Üzerine apartman dikiyoruz! Antalya gibi binlerce yıllık geçmişe sahip bir şehirde, her köşe başında bir antik kalıntıya rastlamak mümkün. Ama bu kalıntılar ne kadar güvende, işte orası tartışmalı.

Şöyle bir düşünün: Sabah kahvenizi içerken balkonunuzun altında Roma döneminden kalma bir lahit var. Bir yanda antik tiyatro kalıntısı, diğer yanda otopark... "Bu da nereden çıktı?" diyecek kadar alıştık artık tarihle iç içe yaşamaya. Ama sorun şu ki; bu değerler korunmuyor, korunamıyor.

Antalya'nın Kaleiçi gibi turistik bölgeleri şanslı, çünkü göz önünde oldukları için biraz daha dikkat çekiyorlar. Ama şehrin dört bir yanında, apartmanların bahçelerinde, yıkık duvarların arkasında tarihin izleri kaybolmaya yüz tutmuş durumda.

Peki, bu yapıların kaderi ne olacak? Çoğu zaman, üzerine beton dökülüp "hallediveriyoruz." Ne yazık ki, tarihi mirasla yaşamayı öğrenemedik. Koruma kurulları bazen geç kalıyor, bazen de göz ardı ediliyor. Vatandaş desen, "Aman başıma iş almayayım" diye sessiz kalıyor. Oysa bu şehir, Attalos’tan önce de tarih kokuyordu şimdi de tarih kokuyor ve bu mirasa sahip çıkmak hepimizin sorumluluğu.

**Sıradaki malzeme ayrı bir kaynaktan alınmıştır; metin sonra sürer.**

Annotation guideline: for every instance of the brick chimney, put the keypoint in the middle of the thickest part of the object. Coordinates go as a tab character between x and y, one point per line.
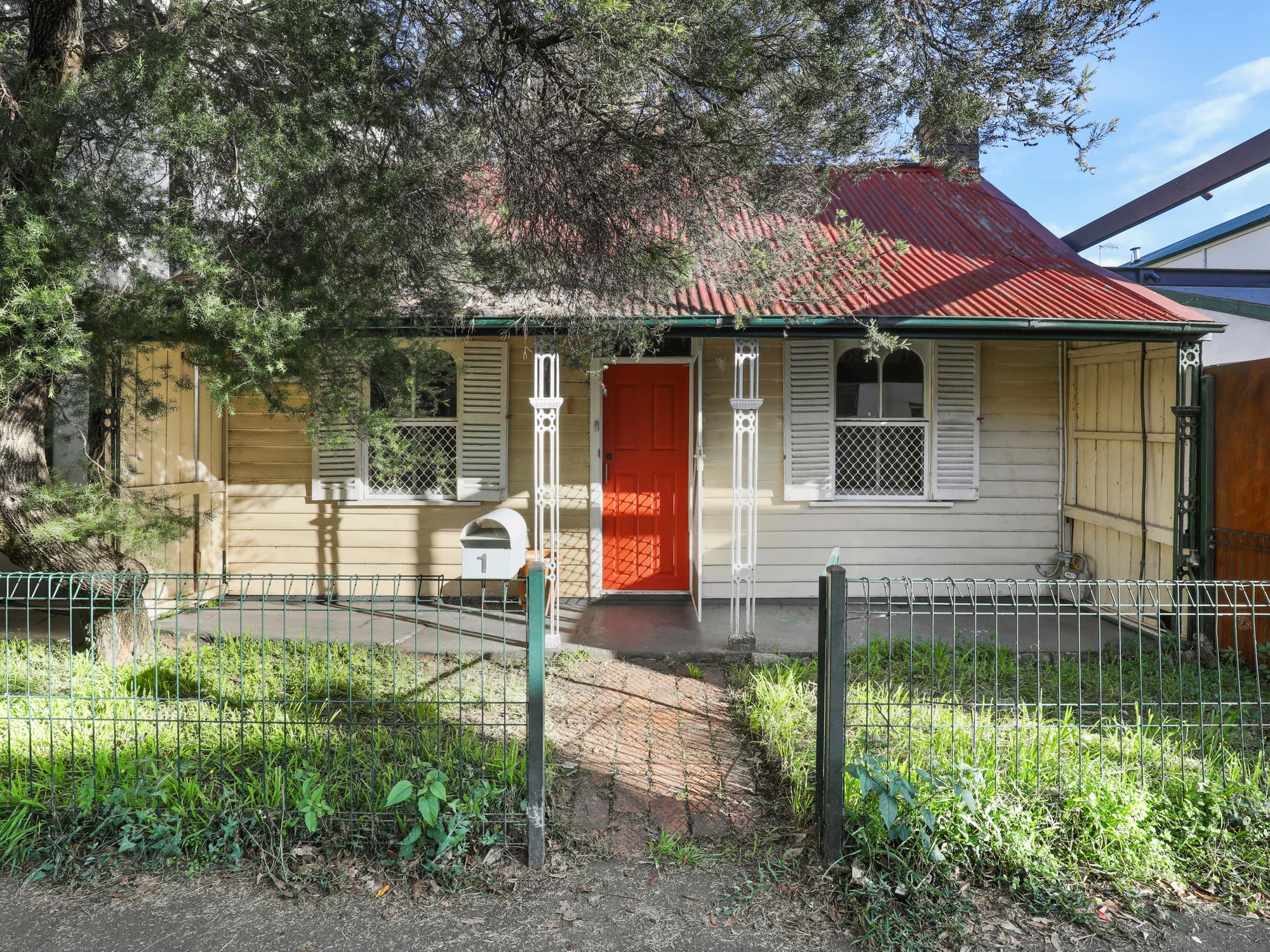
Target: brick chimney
953	144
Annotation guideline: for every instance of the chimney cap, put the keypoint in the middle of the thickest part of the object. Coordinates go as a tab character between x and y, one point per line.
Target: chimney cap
948	144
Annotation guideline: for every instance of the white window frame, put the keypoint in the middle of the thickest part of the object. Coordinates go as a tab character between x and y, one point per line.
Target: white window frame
923	348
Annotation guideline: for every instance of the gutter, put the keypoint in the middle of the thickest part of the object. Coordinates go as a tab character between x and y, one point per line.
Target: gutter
929	328
1224	305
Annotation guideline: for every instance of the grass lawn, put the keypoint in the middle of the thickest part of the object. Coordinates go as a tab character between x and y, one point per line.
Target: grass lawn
1036	776
199	750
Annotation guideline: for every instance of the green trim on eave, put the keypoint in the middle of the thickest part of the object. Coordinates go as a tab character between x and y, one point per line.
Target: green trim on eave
943	328
1241	309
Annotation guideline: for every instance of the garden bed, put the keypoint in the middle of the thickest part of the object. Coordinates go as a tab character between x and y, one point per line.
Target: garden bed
203	748
1038	776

Elbette ki modern şehirleşme olacak, gelişeceğiz. Ama bunu yaparken tarihimize biraz daha saygı duymak bu kadar zor mu? Arkeologlar çırpınıyor, tarihçiler uyarıyor ama biz hâlâ gözümüzü kapamaya devam ediyoruz.

Antalya sadece deniziyle, güneşiyle değil; altında yatan binlerce yıllık geçmişiyle de değerli. Betonun altında ezilen bu tarih bir gün tamamen kaybolursa, işte o zaman kahrolacağız ama iş işten geçmiş olacak. Belki de sormamız gereken asıl soru şu;"Bu şehri kim için, ne için inşa ediyoruz?"

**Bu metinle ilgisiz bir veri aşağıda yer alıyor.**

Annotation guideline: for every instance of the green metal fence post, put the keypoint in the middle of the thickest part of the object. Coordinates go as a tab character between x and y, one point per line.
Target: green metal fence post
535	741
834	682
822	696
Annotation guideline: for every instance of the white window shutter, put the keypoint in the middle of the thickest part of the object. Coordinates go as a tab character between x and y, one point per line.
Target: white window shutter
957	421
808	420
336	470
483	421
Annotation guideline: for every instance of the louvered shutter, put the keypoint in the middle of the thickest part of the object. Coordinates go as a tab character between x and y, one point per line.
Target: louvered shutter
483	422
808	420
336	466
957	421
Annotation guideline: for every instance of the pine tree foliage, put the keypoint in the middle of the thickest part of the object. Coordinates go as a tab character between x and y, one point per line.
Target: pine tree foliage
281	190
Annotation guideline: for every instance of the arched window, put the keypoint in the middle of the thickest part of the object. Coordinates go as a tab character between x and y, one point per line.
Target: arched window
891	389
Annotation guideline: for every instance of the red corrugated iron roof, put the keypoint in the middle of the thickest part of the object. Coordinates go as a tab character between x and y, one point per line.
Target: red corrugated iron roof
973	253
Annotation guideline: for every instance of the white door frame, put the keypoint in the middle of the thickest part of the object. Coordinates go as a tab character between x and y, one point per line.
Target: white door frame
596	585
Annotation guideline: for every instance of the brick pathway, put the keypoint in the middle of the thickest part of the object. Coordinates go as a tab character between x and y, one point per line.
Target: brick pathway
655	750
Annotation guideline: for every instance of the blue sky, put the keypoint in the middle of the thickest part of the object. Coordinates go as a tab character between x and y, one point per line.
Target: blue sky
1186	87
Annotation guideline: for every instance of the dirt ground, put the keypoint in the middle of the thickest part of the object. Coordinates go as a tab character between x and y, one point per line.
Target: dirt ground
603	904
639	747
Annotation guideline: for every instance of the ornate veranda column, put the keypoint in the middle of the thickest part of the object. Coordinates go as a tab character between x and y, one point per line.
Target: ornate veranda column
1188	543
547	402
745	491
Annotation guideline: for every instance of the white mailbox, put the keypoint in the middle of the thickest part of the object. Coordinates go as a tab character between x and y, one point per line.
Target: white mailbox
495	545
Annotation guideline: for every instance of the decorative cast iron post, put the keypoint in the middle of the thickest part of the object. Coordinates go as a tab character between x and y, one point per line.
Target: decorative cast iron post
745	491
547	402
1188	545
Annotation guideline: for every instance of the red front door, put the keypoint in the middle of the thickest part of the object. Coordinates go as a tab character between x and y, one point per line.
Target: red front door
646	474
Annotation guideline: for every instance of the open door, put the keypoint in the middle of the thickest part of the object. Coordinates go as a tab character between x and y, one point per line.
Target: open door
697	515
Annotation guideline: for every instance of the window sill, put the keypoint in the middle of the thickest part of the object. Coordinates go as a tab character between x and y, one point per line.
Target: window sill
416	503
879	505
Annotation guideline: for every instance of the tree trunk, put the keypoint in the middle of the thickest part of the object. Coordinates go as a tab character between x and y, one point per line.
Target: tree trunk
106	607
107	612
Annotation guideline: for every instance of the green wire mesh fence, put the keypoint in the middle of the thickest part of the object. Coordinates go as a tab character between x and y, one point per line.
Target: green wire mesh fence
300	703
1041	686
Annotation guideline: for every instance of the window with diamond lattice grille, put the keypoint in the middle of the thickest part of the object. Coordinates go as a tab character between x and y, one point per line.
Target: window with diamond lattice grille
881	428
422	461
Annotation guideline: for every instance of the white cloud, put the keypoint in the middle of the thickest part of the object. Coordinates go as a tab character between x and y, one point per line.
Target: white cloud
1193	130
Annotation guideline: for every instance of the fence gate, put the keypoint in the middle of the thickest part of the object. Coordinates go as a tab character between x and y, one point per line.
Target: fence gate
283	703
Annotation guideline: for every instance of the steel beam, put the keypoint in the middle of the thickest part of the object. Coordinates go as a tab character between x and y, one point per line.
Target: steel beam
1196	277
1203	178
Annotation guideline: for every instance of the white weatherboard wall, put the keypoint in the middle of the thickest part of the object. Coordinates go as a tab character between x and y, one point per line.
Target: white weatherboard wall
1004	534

Biraz daha ileri gidelim. Neden bu kadar duyarsızız? Çünkü tarihi korumak sadece tabelalar asmakla, broşürler dağıtmakla olmuyor. Eğitim sisteminden yerel yönetimlere kadar herkesin bu mirasa sahip çıkması gerekiyor. Gel gör ki çoğu zaman antik kalıntılar, lüks konut projelerinin gölgesinde kaybolup gidiyor.

Üstelik bu sadece bir estetik meselesi değil. Tarihi yapılar, bir toplumun hafızasıdır. Hafızamızı kaybettiğimizde kim olduğumuzu da unuturuz. Antalya'nın sokaklarında gezerken, her taşın altında bir hikâye yatıyor ama biz bu hikâyeleri duymaktan vazgeçiyoruz. Gelecek nesillere ne bırakacağız? Beton yığınları mı, yoksa köklü bir kültürel miras mı?

Çözüm aslında karmaşık değil. Şeffaf bir koruma politikası ve yerel halkın bilinçlendirilmesi ilk adımlar olabilir. Ayrıca, tarihi alanların etrafında plansız yapılaşmayı engellemek ve mevcut kalıntıları görünür kılmak da büyük bir fark yaratır. Ancak bunun için irade gerekiyor. O irade de, şehri yönetenlerin ve burada yaşayanların ortak çabasıyla mümkün olur.

Antalya yalnızca bugünün şehri değil. Binlerce yıl öncesinin mirasını taşıyor ve geleceğe aktarmak zorunda olduğumuz bir sorumluluk var. Bu sorumluluktan kaçarsak, Antalya'nın ruhunu kaybederiz. Ve unutmayalım ki, bir şehrin ruhu olmadan geriye sadece soğuk beton kalır.